Task Distribution for all Simulations

Below is the distribution of the number of task completed throughout the entire simulation. For reference:

  • X-Axis = Number of Tasks Completed by a Worker
  • Y-Axis = Number of Workers

So these are showing the number of workers that were able to complete a certain number of tasks. For example, the baseline results are showing a power distribution, thus meaning there are about 700 workers that finished between 0-1000 tasks when there is a very small amount (around 5) workers that finished over 6000 tasks. Right away it is noticeable that the Average, Cascade, and 4 point simulations are producing much more even amounts of work completed across all workers. A much better result that the baseline. However the Priority simulation is producing an even worse distribution than baseline, indicating only a few workers are getting a lot of work done. I wanted to see if the cascade model could assist in making the priority distribution better, but as you can see there is very little difference.

Reputation Distribution

Only looking at the four best (Baseline, Average, Cascade, 4 point) from now on, now I will examine the reputation distribution of the workers. Below within each graph is two lines, green and blue. The green lines represent a probability density of the reputation of workers and the blue line represents a cumulative density of the reputation of workers.
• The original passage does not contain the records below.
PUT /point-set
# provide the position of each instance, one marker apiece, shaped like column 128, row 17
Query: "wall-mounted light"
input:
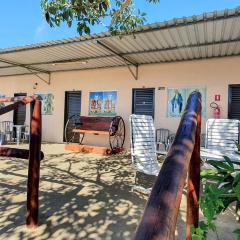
column 35, row 85
column 69, row 63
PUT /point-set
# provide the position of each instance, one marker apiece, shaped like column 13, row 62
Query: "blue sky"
column 22, row 23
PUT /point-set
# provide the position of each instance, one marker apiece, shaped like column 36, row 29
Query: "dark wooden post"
column 160, row 215
column 194, row 183
column 34, row 164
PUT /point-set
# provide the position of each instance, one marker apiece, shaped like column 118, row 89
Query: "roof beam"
column 126, row 60
column 166, row 25
column 73, row 60
column 32, row 70
column 26, row 66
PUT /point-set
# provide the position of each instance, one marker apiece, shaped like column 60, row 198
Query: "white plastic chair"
column 143, row 146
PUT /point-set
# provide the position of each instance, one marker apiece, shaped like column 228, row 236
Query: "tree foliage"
column 222, row 189
column 119, row 16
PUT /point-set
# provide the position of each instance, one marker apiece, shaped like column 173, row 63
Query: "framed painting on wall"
column 176, row 102
column 102, row 103
column 203, row 91
column 177, row 99
column 2, row 104
column 47, row 103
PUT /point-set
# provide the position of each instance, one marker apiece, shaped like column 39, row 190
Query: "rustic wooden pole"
column 34, row 164
column 160, row 214
column 16, row 153
column 194, row 184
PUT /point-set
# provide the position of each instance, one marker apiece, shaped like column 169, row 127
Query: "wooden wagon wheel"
column 117, row 134
column 72, row 123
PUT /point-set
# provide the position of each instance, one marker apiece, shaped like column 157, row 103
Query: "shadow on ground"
column 82, row 196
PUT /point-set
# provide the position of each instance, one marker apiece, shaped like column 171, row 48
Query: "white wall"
column 215, row 74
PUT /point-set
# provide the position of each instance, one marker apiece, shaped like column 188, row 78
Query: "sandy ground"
column 82, row 196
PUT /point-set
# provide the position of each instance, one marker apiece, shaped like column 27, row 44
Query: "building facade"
column 216, row 76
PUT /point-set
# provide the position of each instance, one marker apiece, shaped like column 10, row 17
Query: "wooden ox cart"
column 78, row 126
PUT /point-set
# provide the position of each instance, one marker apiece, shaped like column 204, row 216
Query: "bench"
column 113, row 127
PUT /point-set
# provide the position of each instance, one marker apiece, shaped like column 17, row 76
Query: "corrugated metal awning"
column 208, row 35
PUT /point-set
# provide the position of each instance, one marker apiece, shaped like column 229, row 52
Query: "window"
column 234, row 101
column 19, row 115
column 72, row 106
column 143, row 101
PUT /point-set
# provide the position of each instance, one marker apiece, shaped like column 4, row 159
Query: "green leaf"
column 237, row 232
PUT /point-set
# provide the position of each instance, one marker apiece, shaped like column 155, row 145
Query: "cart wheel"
column 72, row 123
column 117, row 134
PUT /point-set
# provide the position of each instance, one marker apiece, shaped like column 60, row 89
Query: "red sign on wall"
column 217, row 97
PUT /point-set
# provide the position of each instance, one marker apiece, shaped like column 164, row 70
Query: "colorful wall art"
column 2, row 104
column 103, row 103
column 47, row 103
column 177, row 99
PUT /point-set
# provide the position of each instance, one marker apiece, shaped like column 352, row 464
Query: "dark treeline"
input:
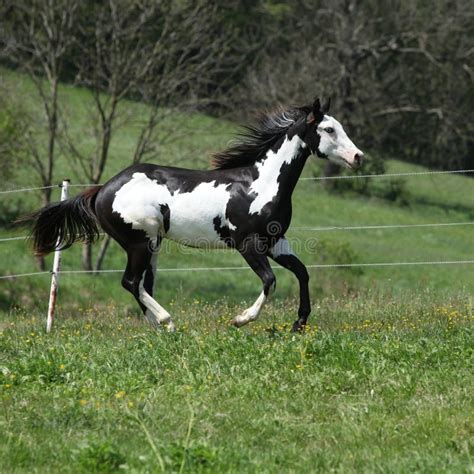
column 400, row 73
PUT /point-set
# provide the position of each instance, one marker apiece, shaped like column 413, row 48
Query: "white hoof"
column 242, row 319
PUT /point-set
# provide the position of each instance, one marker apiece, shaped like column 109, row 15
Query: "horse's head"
column 326, row 138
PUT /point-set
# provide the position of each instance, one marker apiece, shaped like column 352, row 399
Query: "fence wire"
column 206, row 269
column 314, row 178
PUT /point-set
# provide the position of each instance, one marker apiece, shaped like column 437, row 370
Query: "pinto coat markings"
column 266, row 185
column 187, row 217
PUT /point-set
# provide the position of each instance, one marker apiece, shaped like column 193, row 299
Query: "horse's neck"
column 279, row 172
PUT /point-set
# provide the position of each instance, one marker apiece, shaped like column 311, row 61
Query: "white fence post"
column 56, row 265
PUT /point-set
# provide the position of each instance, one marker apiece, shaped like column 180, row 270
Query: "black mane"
column 255, row 140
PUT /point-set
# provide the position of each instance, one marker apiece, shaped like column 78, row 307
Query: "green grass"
column 381, row 383
column 378, row 385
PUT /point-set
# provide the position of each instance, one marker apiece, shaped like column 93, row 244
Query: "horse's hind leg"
column 139, row 279
column 260, row 265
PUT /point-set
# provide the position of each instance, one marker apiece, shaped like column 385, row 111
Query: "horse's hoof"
column 298, row 327
column 238, row 323
column 169, row 325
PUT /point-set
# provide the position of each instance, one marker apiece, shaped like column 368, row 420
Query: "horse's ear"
column 316, row 114
column 325, row 107
column 316, row 106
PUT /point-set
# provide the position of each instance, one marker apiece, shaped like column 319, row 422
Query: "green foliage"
column 389, row 189
column 387, row 380
column 100, row 457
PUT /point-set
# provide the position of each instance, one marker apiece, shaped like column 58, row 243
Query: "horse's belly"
column 191, row 218
column 196, row 216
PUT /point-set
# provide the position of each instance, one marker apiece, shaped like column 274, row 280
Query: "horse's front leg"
column 282, row 253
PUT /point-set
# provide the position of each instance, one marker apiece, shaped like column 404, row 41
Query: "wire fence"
column 207, row 269
column 305, row 228
column 312, row 178
column 331, row 228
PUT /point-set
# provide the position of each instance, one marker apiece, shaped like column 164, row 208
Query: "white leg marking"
column 250, row 314
column 282, row 247
column 155, row 313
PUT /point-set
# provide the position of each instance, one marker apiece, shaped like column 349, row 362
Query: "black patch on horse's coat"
column 256, row 140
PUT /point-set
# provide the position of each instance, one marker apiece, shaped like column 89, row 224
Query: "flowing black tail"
column 60, row 224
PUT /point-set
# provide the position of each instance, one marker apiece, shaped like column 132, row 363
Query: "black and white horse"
column 244, row 203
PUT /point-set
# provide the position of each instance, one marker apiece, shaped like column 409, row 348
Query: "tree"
column 162, row 53
column 36, row 37
column 400, row 74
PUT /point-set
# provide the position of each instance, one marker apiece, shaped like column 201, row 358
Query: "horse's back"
column 184, row 205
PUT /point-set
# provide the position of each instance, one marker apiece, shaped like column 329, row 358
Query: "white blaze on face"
column 192, row 214
column 266, row 185
column 335, row 143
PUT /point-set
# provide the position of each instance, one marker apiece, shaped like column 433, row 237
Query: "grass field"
column 382, row 381
column 376, row 386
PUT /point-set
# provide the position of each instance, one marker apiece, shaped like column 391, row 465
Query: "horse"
column 243, row 203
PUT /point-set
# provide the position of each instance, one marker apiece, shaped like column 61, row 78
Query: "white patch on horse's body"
column 266, row 185
column 191, row 216
column 282, row 247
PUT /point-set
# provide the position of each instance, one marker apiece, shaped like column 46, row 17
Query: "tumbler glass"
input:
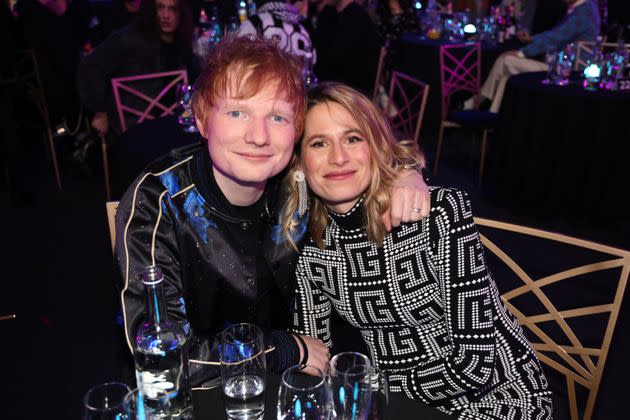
column 243, row 372
column 105, row 401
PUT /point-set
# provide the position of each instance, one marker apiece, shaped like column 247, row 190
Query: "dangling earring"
column 300, row 180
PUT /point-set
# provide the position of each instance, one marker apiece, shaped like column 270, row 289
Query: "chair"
column 569, row 310
column 111, row 207
column 407, row 99
column 147, row 107
column 31, row 82
column 378, row 82
column 586, row 49
column 460, row 69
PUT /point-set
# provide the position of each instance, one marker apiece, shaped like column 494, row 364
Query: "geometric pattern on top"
column 428, row 310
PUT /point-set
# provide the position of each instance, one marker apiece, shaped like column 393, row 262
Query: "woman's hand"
column 318, row 354
column 409, row 199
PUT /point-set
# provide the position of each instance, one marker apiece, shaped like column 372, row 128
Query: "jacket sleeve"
column 466, row 292
column 312, row 308
column 96, row 70
column 575, row 25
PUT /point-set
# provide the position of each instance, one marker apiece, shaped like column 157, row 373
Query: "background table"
column 560, row 151
column 420, row 58
column 209, row 405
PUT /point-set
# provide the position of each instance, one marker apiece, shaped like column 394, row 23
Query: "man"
column 160, row 40
column 351, row 55
column 207, row 214
column 580, row 24
column 279, row 21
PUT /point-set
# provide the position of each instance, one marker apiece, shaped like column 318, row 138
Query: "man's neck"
column 238, row 194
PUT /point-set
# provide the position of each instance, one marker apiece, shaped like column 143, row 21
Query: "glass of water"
column 304, row 397
column 351, row 384
column 243, row 371
column 105, row 401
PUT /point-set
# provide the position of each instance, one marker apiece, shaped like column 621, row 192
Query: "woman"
column 421, row 296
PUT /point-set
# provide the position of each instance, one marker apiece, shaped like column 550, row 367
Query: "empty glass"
column 243, row 371
column 105, row 402
column 186, row 116
column 304, row 397
column 351, row 384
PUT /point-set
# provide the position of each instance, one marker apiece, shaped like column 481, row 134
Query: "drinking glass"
column 304, row 397
column 351, row 383
column 243, row 371
column 186, row 116
column 551, row 59
column 105, row 401
column 380, row 394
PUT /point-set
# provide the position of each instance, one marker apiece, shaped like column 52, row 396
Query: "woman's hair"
column 242, row 67
column 148, row 22
column 387, row 155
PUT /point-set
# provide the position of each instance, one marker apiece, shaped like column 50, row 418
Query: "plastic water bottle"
column 160, row 357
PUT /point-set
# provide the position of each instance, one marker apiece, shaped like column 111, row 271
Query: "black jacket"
column 219, row 269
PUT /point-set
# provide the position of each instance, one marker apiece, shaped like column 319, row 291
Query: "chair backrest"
column 150, row 105
column 379, row 71
column 460, row 70
column 586, row 49
column 566, row 293
column 111, row 207
column 407, row 100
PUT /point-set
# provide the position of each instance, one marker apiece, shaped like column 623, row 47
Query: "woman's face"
column 335, row 156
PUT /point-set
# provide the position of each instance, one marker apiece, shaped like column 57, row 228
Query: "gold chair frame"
column 577, row 363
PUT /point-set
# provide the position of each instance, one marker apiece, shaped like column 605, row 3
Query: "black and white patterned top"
column 428, row 310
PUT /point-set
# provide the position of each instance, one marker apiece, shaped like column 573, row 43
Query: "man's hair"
column 243, row 66
column 387, row 156
column 148, row 24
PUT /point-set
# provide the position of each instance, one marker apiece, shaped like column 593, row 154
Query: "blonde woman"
column 421, row 295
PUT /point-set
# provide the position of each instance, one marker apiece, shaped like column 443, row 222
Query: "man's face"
column 167, row 15
column 250, row 140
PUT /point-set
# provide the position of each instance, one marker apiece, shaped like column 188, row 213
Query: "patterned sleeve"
column 312, row 308
column 465, row 286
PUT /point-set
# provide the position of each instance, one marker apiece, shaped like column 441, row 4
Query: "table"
column 560, row 151
column 420, row 58
column 209, row 405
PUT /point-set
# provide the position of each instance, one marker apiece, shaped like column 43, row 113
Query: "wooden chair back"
column 558, row 307
column 152, row 105
column 407, row 100
column 111, row 207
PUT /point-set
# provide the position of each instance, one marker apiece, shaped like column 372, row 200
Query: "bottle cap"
column 153, row 275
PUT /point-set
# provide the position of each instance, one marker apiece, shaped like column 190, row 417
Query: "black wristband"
column 304, row 349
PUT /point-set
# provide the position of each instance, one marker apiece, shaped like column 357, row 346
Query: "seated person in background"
column 160, row 40
column 580, row 24
column 279, row 21
column 421, row 295
column 207, row 213
column 352, row 55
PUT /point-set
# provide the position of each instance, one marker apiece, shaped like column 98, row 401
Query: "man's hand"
column 100, row 123
column 524, row 37
column 409, row 199
column 318, row 354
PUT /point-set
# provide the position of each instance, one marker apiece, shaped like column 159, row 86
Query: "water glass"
column 243, row 371
column 186, row 116
column 105, row 401
column 304, row 397
column 351, row 384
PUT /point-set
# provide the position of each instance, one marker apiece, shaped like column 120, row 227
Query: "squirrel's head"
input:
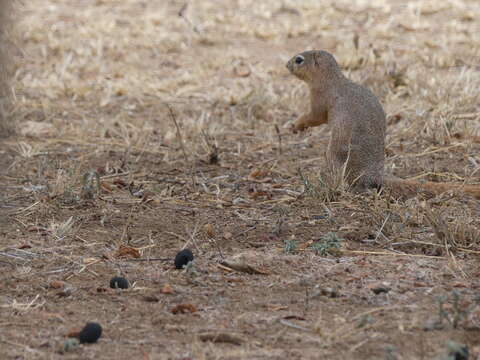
column 310, row 65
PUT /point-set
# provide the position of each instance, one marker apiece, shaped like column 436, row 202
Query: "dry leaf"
column 151, row 298
column 127, row 251
column 209, row 230
column 57, row 284
column 74, row 333
column 241, row 70
column 167, row 289
column 242, row 267
column 221, row 338
column 184, row 309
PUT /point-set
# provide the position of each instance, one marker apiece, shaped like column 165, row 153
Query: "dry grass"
column 6, row 21
column 163, row 124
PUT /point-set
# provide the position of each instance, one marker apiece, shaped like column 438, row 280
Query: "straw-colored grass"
column 143, row 127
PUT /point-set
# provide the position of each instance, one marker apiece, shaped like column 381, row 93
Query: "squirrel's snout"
column 288, row 65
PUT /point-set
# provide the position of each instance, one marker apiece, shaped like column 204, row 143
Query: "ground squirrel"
column 358, row 126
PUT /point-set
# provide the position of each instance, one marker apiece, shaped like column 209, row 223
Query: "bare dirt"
column 183, row 109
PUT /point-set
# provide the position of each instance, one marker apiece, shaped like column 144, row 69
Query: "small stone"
column 90, row 333
column 118, row 282
column 183, row 258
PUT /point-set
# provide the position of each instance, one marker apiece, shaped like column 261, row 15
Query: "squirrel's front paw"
column 298, row 126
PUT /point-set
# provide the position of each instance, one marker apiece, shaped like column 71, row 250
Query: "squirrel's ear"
column 316, row 58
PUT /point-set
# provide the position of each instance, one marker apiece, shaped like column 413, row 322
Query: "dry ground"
column 101, row 85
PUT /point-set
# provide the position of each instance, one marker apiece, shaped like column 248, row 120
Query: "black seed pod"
column 183, row 258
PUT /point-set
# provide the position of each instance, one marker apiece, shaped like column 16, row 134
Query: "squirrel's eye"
column 299, row 59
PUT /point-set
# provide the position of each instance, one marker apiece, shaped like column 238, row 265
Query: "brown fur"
column 5, row 61
column 358, row 126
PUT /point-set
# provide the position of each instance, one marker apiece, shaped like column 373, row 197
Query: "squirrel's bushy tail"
column 409, row 188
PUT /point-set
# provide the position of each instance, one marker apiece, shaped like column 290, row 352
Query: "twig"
column 279, row 135
column 180, row 140
column 181, row 13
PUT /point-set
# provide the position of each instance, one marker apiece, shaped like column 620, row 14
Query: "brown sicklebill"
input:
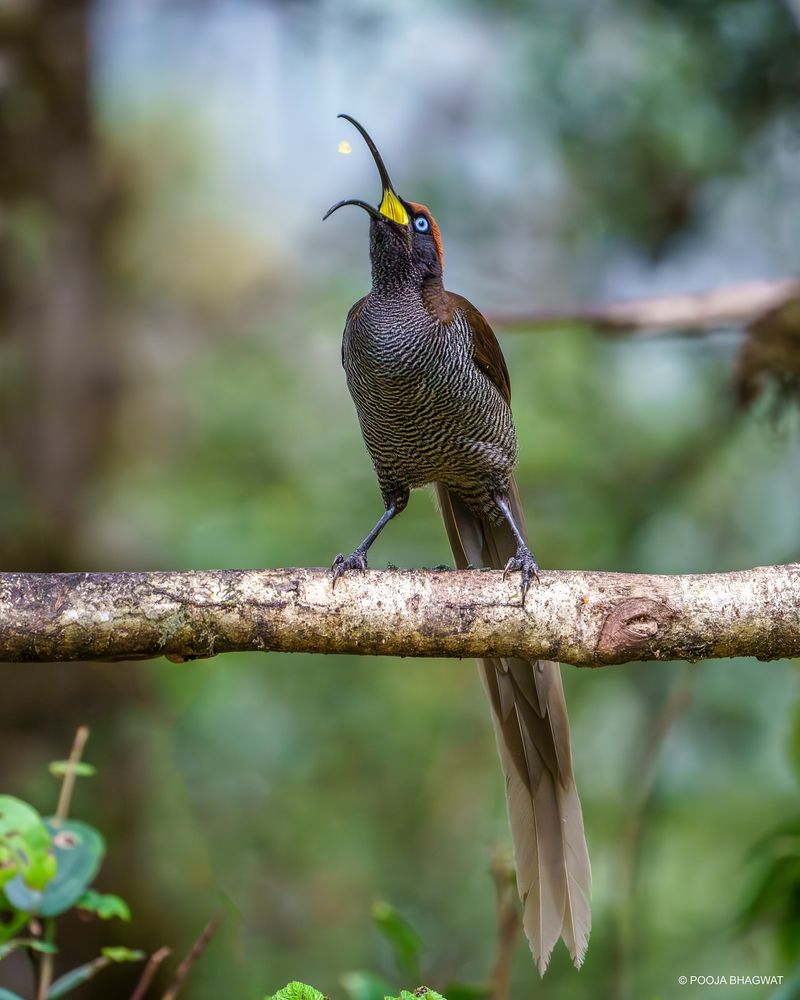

What we should be looking for is if we are to assume that 0 is the average, is that the green line would be at its peak around 0 and the blue line would have its greatest increase in that area of the x-axis as well. However we see that within the baseline, average, and cascade simulations, the distribution is skewed in the right direction, indicating that on average the reputation of workers is higher than 0. The blue line also adds some more information by showing that workers who have a reputation of 1, are actually the most abundant. Only the 4 point scale simulation has a more normal distribution around 0, which is seen through the cumulative distribution (blue line) steadily increasing. Possible issues:

  • While this does shed some more light of the differences, there may be an issue with this simulations assumption in rating criteria. The simulation gives thresholds for workers and requesters to rate on, which are choosen at random through a given range of values. This range may be too narrow and causing a lot of ratings to be given very positively. It is interesting to see that there are differences even if this is the case

Task Distribution Over Age

One question was if new workers were going to have an equal chance within the system if they had low reputation. Examining the distribution of the average number of tasks completed over age should shed some light on this. Right away it is noticeable that within the baseline simulation, that the older a worker is in the system, the more tasks they will have completed. This is to be expected cause they have had more time to complete tasks. However the other simulations are having some rather difference results, in that on average, workers across all ages are completing an equal number of tasks. This is great to see in that more work is getting distributed and not excluding out newer workers. The most equal distribution has to be the average simulation, with the 4 point scale coming in second.